Long-read DNA sequencing techniques such as nanopore are especially useful for characterizing complex sequence rearrangements, which occur in some genetic diseases and also during evolution. Analyzing the sequence data to understand such rearrangements is not trivial, due to sequencing error, rearrangement intricacy, and abundance of repeated similar sequences in genomes.The LAST and dnarrange software packages can resolve complex relationships between DNA sequences and characterize changes such as gene conversion, processed pseudogene insertion, and chromosome shattering. They can filter out numerous rearrangements shared by controls, e.g., healthy humans versus a patient, to focus on rearrangements unique to the patient. One useful ingredient is last-train, which learns the rates (probabilities) of deletions, insertions, and each kind of base match and mismatch. These probabilities are then used to find the most likely sequence relationships/alignments, which is especially useful for DNA with unusual rates, such as DNA from Plasmodium falciparum (malaria) with ∼80% a+t. This is also useful for less-studied species that lack reference genomes, so the DNA reads are compared to a different species' genome. We also point out that a reference genome with ancestral alleles would be ideal.

查看原文本刊更多论文

利用LAST和dnarrange发现纳米孔DNA Reads中的重排。

像纳米孔这样的长读DNA测序技术对于描述复杂的序列重排特别有用，这种重排发生在一些遗传疾病和进化过程中。由于测序错误、重排复杂性和基因组中大量重复的相似序列，分析序列数据以理解这种重排并非易事。LAST和dnarrange软件包可以解决DNA序列之间的复杂关系，并表征诸如基因转换，加工假基因插入和染色体破碎等变化。它们可以过滤掉控制组共有的许多重排，例如，健康人与患者之间的重排，以专注于患者特有的重排。一个有用的成分是last-train，它学习删除、插入以及每种基本匹配和不匹配的比率(概率)。然后使用这些概率来寻找最可能的序列关系/比对，这对于具有不寻常比率的DNA特别有用，例如来自恶性疟原虫(疟疾)的DNA具有~ 80% a+t。这对于缺乏参考基因组的研究较少的物种也很有用，因此DNA读取与不同物种的基因组进行比较。我们还指出，具有祖先等位基因的参考基因组将是理想的。

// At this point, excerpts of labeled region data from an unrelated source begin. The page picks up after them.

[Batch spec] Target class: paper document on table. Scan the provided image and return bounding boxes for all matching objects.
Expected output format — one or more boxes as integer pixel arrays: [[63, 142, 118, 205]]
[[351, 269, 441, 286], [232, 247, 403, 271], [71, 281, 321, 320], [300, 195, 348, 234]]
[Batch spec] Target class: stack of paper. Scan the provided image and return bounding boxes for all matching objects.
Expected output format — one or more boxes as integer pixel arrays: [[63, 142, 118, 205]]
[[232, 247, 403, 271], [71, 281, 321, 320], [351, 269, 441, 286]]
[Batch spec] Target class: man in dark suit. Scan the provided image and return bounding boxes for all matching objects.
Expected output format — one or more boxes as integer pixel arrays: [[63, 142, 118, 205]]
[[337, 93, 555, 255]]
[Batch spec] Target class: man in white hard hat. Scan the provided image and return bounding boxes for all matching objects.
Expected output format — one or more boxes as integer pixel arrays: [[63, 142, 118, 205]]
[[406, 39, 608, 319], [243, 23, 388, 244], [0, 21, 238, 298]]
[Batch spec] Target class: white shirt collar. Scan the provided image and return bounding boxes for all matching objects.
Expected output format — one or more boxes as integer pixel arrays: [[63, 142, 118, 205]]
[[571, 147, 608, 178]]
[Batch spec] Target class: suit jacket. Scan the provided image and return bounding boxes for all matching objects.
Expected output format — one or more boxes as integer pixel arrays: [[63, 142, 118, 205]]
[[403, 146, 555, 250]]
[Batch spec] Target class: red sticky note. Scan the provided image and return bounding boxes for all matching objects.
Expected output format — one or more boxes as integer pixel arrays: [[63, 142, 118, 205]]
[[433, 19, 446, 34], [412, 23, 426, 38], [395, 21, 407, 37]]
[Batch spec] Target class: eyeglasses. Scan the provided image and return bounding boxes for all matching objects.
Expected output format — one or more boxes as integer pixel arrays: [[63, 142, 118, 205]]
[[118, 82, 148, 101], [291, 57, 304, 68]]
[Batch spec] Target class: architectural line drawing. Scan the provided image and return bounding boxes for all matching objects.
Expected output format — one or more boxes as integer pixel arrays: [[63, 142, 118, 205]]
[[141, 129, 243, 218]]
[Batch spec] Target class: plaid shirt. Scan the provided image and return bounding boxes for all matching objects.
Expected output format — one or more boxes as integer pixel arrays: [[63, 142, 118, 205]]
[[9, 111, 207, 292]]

本文章由计算机程序翻译，如有差异，请以英文原文为准。

求助全文

约1分钟内获得全文求助全文

来源期刊

Methods in molecular biology Biochemistry, Genetics and Molecular Biology-Genetics

CiteScore

2.00

自引率

0.00%

发文量

3536

期刊介绍： For over 20 years, biological scientists have come to rely on the research protocols and methodologies in the critically acclaimed Methods in Molecular Biology series. The series was the first to introduce the step-by-step protocols approach that has become the standard in all biomedical protocol publishing. Each protocol is provided in readily-reproducible step-by-step fashion, opening with an introductory overview, a list of the materials and reagents needed to complete the experiment, and followed by a detailed procedure that is supported with a helpful notes section offering tips and tricks of the trade as well as troubleshooting advice.